Alors que le phénomène s'était dissipé peu après le triomphe du Projet Blair Witch, 2008 aura vu la sortie d'une pléthore de documenteurs, parmi lesquels [Rec] de Jaume Balaguero, Diary of the Dead de George A. Romero et ce Cloverfield parrainé par l'étoile montante d'Hollywood, J.J. Abrams.
Vendu à grands renforts de teasers choc (le plus célèbre voyant la chute en plein Manhattan de la tête de la statue de la Liberté, une image utilisée a posteriori comme affiche), de faux sites web concoctés par l'équipe du marketing et dissimulé sous des titres énigmatiques (le premier étant carrément la date de sortie américaine : 1-18-08), Cloverfield avait su faire monter la sauce. Au point que son genre proprement dit, le film de monstre à la Godzilla, restera jusqu'au bout un secret pour la quasi-intégralité du public, de même que la physionomie de sa créature. C'est presque là le plus beau tour de force du film de Matt Reeves, à une époque où la surcommunication parvient à éventer les tenants et aboutissants du moindre blockbuster. Mais le résultat en valait-il la chandelle ?

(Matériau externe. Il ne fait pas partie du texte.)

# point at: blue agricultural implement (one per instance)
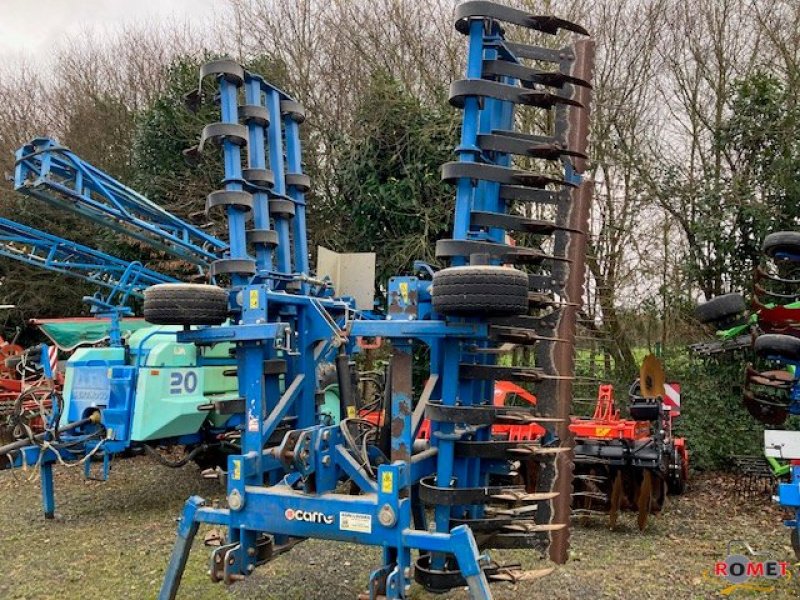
(282, 489)
(234, 367)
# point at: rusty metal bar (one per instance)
(572, 124)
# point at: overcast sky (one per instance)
(27, 26)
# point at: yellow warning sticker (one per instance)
(404, 291)
(387, 482)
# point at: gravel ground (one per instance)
(112, 540)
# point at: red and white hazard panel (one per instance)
(672, 397)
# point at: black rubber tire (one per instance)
(777, 344)
(720, 308)
(185, 304)
(781, 241)
(480, 290)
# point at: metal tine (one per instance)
(588, 512)
(512, 496)
(517, 575)
(498, 12)
(524, 527)
(592, 478)
(591, 495)
(511, 512)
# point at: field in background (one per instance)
(112, 540)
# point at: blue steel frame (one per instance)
(124, 280)
(268, 487)
(48, 171)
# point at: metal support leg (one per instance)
(48, 492)
(469, 562)
(187, 529)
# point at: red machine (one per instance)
(630, 463)
(26, 392)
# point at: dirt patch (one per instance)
(112, 540)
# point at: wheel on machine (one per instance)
(480, 290)
(185, 304)
(777, 344)
(781, 241)
(721, 308)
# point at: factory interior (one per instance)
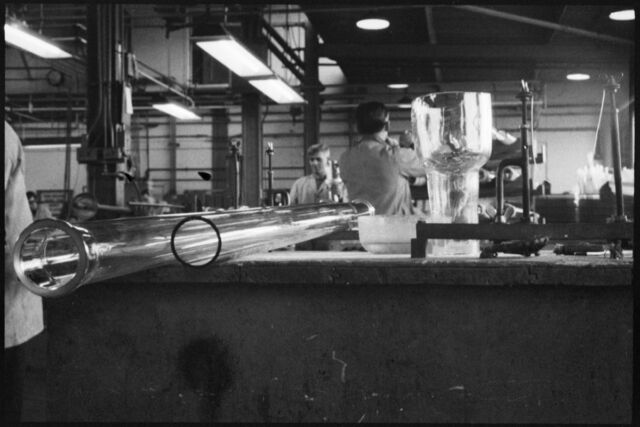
(185, 266)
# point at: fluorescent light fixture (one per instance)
(20, 37)
(577, 77)
(176, 110)
(623, 15)
(277, 90)
(372, 24)
(405, 102)
(233, 55)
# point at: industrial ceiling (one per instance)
(426, 44)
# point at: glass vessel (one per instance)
(452, 132)
(53, 257)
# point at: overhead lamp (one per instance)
(235, 56)
(623, 15)
(176, 110)
(20, 37)
(405, 102)
(277, 90)
(372, 24)
(578, 77)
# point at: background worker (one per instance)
(377, 169)
(317, 186)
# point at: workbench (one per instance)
(348, 337)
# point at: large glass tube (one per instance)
(53, 257)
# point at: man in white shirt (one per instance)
(316, 187)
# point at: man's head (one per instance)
(372, 117)
(33, 201)
(318, 155)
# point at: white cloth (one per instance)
(377, 172)
(305, 190)
(22, 309)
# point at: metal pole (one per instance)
(612, 87)
(270, 152)
(525, 95)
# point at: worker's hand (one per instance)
(486, 175)
(392, 142)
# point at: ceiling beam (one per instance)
(545, 24)
(576, 54)
(431, 30)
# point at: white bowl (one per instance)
(388, 234)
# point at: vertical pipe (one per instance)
(251, 186)
(173, 154)
(613, 87)
(524, 96)
(311, 83)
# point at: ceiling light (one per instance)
(405, 102)
(397, 86)
(623, 15)
(577, 77)
(277, 90)
(22, 38)
(372, 24)
(176, 110)
(233, 55)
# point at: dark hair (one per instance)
(317, 148)
(371, 117)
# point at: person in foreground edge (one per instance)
(23, 318)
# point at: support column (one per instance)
(173, 156)
(311, 85)
(251, 171)
(219, 138)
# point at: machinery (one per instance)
(527, 237)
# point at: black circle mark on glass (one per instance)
(173, 236)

Faux-événement ayant permis à la clique de J.J. Abrams de rassurer la Paramount quant à sa validité commerciale après le semi-échec de Mission : Impossible III (et pour cause, la bande s'attaquant en parallèle à la renaissance de la franchise Star Trek), Cloverfield ne brille ni par son originalité, ni par ses enjeux dramatiques proches d'un soap opera. La gestion de la caméra-vérité tourne également bientôt à vide, le réalisateur ayant eu la fâcheuse idée de confier son objectif à un comique de service parkinsonien, incapable de tenir un cadre droit malgré le stabilisateur ultra-évolué de sa caméra HD (laquelle caméra capte les dialogues alentours comme si tout le monde disposait d'un micro-cravate ; passons). L'intérêt est ailleurs, dans le gigantisme avec lequel Reeves décrit la lente destruction de New York. Bénéficiant d'effets visuels ahurissants (signés Phil Starship Troopers Tippett ; ceci explique cela), Cloverfield aligne les peintures apocalyptiques inédites, et use parfois d'environnements triés sur le volet (un magasin Hi-Fi où des dizaines d'écrans diffusent en simultané plusieurs chaînes d'infos) pour multiplier les angles au sein même de ses plans-séquences. Divertissement graphiquement foisonnant en dépit de sa structure linéaire, Cloverfield se paie enfin le luxe d'idées narratives en adéquation parfaite avec son sujet, comme ces images heureuses, enregistrées un mois avant le désastre, que le cinéaste intercale à l'action à chaque fois que le cadreur éteint la caméra. Une manière de rappeler, alors que la K7 se voit bientôt emplie de bruit et de fureur, que rien ne pourra nous ramener en arrière.